Under constant surveillance by the KGB, Guilsher became a master of disguise. He drove to the U.S. Embassy for a dinner engagement, then left through a back door and climbed into another car.
“While still in the vehicle,” Mr. Royden wrote in the CIA report, Guilsher “changed out of his western clothes and made himself look as much as possible like a typical, working-class Russian by putting on a Russian hat and working-class clothes, taking a heavy dose of garlic, and splashing some vodka on himself.”
Guilsher then walked or rode buses and subways to his secret meetings. He later went back to the embassy and emerged from the front door in a diplomat’s suit and tie.
They met more than a dozen times, as Tolkachev turned over hundreds of rolls of film and written specifications of Soviet aircraft, missile systems, and electronics. In return, he asked for medicine, books, Western razor blades, and rock ‘n’ roll tapes for his teen-age son. He requested a poison pill, in case he should be caught by the KGB, but the CIA said no.
Tolkachev also asked Guilsher for antique jewelry and money, suggesting that “several million dollars is not too fantastic a price.” In the end, the CIA agreed to pay him a stipend “equivalent to the salary of the U.S. President,” with most of it held in escrow for the time when Tolkachev would defect. It turned out to be a bargain.
“From January 1979 until June 1980, Tolkachev had provided an extremely high volume of incredibly valuable intelligence to the US military,” Mr. Royden wrote in the CIA report. “This information could have meant the difference between victory and defeat, should a military confrontation with the USSR have occurred.”
In mid-1980, Guilsher left Moscow for another assignment. His espionage role was never discovered by the KGB. “He had made Tolkachev feel confident,” the CIA account concluded, “and the two had become comfortable with each other in the dangerous endeavor in which they were involved.”

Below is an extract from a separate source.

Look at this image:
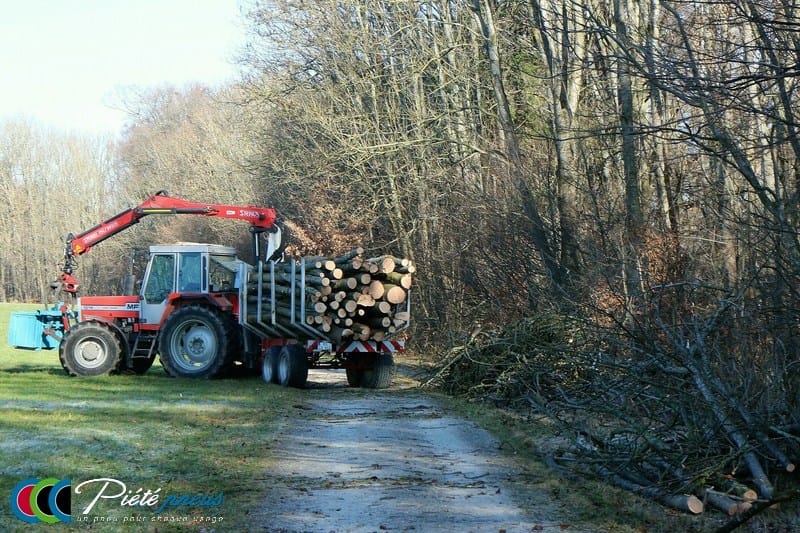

Tolkachev continued to meet other American operatives periodically until early 1985, when a rogue CIA officer named Edward Lee Howard, who was fired for theft and abusing drugs, identified Tolkachev and other secret agents to Soviet authorities. Tolkachev was arrested in June 1985 and executed in September 1986.
“My husband had so much admiration for Tolkachev,” Catherine Guilsher said. “He took it very heavily.”
Howard disappeared into the Soviet Union and died mysteriously in 2002 at age 50.
Guilsher worked at the CIA until 1990, then continued as a consultant on Russian matters for the agency until last year. He was 77 when he died April 4 of pancreatic cancer at his home in Arlington, Va.
In addition to his wife of 50 years, survivors include three children, Michael Guilsher of Birmingham, Ala., Anne Guilsher of Arlington, and Alexandra Guilsher of New Marlborough, Mass.; a sister; and two grandchildren.